Todo en la figura de Agnès Varda es excepcional y tremendamente carismático. Apodada la abuela de la Nouvelle vague, la cineasta de origen belga fue documentalista, directora de cine y video artista, pero nunca una “abuela”, al menos no en su connotación de obsoleta. Puso los cimientos de la nueva ola del cine francés, junto a Godard, Jacques Demy -su marido- o Truffaut entre otros, pero sesenta años después de aquel movimiento que cambió el orden narrativo clásico, ella se mantuvo en la vanguardia, y basta con entrar en su perfil de Instagram (@agnes.varda, en activo hasta su fallecimiento en 2019) para darse cuenta de que su mirada siempre fue la de una niña que va descubriendo el mundo como por casualidad.
Siempre confió en el azar para contar sus historias y en su infinita empatía para comprender al otro.
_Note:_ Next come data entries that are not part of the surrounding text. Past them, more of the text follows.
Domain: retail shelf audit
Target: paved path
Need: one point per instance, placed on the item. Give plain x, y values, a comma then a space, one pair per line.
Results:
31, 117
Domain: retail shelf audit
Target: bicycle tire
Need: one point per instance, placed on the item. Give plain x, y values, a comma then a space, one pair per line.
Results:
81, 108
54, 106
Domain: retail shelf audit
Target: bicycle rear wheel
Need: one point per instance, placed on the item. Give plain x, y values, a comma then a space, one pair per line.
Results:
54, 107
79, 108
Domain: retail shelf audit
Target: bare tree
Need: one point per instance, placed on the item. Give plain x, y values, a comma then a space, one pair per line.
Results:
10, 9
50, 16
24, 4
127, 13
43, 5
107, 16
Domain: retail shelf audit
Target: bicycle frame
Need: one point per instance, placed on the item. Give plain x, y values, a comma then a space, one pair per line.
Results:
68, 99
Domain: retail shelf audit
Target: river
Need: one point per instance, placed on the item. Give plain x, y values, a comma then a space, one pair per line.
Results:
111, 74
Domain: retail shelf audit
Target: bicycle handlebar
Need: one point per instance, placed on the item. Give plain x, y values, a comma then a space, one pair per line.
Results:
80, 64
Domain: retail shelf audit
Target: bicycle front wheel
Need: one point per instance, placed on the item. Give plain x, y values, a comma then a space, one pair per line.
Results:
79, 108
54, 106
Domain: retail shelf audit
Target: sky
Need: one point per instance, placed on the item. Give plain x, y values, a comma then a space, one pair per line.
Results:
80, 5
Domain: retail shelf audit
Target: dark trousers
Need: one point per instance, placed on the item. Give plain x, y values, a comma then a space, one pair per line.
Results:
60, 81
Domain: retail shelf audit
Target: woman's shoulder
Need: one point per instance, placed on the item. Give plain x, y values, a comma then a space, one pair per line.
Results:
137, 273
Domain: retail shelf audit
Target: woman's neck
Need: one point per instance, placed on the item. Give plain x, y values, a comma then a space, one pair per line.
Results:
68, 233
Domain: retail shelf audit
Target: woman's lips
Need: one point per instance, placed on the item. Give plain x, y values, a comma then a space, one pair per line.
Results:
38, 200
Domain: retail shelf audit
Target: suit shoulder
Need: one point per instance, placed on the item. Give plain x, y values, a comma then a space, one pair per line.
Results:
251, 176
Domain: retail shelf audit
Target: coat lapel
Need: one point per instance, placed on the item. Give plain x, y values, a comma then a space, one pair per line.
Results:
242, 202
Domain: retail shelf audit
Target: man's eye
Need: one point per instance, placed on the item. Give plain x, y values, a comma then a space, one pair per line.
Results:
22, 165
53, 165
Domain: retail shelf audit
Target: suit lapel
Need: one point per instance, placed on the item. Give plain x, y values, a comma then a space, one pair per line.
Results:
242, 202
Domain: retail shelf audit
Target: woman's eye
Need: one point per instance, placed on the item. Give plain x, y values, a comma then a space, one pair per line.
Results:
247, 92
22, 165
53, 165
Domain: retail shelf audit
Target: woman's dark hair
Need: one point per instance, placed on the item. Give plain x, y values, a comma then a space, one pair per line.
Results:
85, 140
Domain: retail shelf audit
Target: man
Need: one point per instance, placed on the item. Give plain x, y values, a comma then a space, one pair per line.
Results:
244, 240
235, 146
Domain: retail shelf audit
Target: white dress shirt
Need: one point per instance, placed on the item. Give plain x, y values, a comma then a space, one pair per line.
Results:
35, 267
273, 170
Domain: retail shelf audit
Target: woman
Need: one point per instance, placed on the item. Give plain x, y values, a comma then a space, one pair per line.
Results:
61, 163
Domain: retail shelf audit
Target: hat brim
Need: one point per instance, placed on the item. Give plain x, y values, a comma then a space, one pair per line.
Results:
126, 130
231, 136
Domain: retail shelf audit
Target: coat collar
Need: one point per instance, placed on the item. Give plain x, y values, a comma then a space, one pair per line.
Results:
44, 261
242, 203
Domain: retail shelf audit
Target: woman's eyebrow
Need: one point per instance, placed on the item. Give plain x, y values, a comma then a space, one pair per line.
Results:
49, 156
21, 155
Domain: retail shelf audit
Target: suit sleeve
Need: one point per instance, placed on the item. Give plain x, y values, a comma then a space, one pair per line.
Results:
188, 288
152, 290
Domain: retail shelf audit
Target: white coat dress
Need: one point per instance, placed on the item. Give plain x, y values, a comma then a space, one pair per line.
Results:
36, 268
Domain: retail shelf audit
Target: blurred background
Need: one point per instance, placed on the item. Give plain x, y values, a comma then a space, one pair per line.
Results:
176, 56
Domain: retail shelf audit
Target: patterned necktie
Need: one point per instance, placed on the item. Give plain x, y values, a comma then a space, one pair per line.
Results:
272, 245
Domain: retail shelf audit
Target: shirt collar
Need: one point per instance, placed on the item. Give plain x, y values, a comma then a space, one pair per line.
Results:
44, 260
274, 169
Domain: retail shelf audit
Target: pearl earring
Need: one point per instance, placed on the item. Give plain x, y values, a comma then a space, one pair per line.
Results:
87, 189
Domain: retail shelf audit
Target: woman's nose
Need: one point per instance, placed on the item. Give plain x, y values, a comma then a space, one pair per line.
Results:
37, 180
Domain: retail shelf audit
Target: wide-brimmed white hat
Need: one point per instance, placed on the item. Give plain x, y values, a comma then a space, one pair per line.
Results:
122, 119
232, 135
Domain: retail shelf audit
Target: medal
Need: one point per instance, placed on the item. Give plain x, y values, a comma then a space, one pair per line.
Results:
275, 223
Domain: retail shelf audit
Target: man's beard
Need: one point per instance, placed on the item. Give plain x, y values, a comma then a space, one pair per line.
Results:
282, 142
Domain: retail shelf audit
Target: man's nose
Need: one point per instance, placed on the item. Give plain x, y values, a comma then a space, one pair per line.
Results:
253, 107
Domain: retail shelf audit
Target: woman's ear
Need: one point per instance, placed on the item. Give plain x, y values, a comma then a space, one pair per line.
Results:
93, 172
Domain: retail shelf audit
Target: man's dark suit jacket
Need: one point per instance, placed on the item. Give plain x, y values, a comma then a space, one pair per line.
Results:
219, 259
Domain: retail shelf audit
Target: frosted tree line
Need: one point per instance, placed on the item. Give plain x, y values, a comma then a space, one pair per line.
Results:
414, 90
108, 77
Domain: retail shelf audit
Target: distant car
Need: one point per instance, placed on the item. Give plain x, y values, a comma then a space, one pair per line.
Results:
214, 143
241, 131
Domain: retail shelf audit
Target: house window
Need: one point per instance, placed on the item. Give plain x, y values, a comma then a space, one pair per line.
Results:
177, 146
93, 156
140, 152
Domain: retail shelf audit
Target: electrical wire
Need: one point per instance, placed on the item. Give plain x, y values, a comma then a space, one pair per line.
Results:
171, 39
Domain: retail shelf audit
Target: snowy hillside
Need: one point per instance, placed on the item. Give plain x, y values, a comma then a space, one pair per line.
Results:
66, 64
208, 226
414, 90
Hacía películas para compartir, por pura generosidad. Compartía su búsqueda de la singularidad -a veces llamada belleza- en las cosas más corrientes: una patata, las arrugas de una mano, un jardín maltrecho, el hueco por el que se cuelan los gatos, unos pies inquietos o el miedo en los ojos de una mujer… Y lo contaba con una mirada fresca y al dente. Ni demasiado cocinada ni por cocinar, dando cancha a la imaginación pero poniendo el foco en lo que su corazón quería contar.
Toda su estructura visual ha sido siempre innovadora, pero sus inicios como fotógrafa dejaron en ella una impronta que se manifestó en forma de planos detalle y primerísimos primeros planos, que fueron sin duda su sello de identidad. De toda la escena, Varda elegía un ojo, una verja, una porción del abrigo, y se acercaba con su zoom a los sentimientos de cada pieza, mostrando sus formas y sus aberraciones y extrayendo del cine sus texturas. El uso del zoom fue siempre un canal directo con su audiencia, que hoy sigue recibiendo sus imágenes con una intimidad y una complicidad total, como si uno estuviera allí mismo pero sin tocar nada.
Sus películas, documentales y vídeo-instalaciones parten siempre de una visión realista y social del mundo, y narran relatos sencillos sobre gente corriente. “No me atrae filmar a las personas poderosas. Me interesan mucho más los rebeldes, la gente que lucha por su propia vida. Hay algo muy emocionante en la gente normal. Tienen verdadera belleza y siento que necesitan luz. Necesitan ser vistos. Necesitan ser escuchados”, decía en una entrevista.
No fue la primera mujer detrás de una cámara (la primera fue Alice Guy Blaché, que además fue la primera persona en dotar de narrativa al cine), pero sí una de las mayores abanderadas del colectivo, por eso su legado es fundamental para entender la obra de muchas otras cineastas, que mirándose en su reflejo, encontraron un mundo propio y un propio lenguaje con el que contar historias. Isabel Coixet, Icíar bollaín, Miranda July o Sofía Coppola por nombrar algunas, han alabado su obra reconociendo que, sin Agnes Vardá, ni la historia del cine ni sus propias carreras hubieran sido lo que son.
Ya en vida era un referente del cine experimental, pero nunca quiso dar lecciones a nadie. Siempre humilde, independiente y fuera del sistema, cosechó una larga filmografía, tan larga como dispar, en la que se engloban películas con una fotografía, un arte y un vestuario exquisitos, como Cleo de 5 a 7, y documentales sencillisimos en su apariencia -grabados con una cámara amateur- pero tremendamente profundos en su mensaje, como Los Espigadores y yo, quizás su obra más afamada. Pero a pesar de esa versatilidad, lo que sí tiene en común toda su obra es que es libre, íntima y honesta. Nunca quiso engañar a nadie con florituras y grandes efectos hollywoodienses, y sin embargo su cine fue reconocido más allá de Hollywood, porque lo corriente nos es cercano a todos, y Agnès Varda lo supo retratar como nadie antes.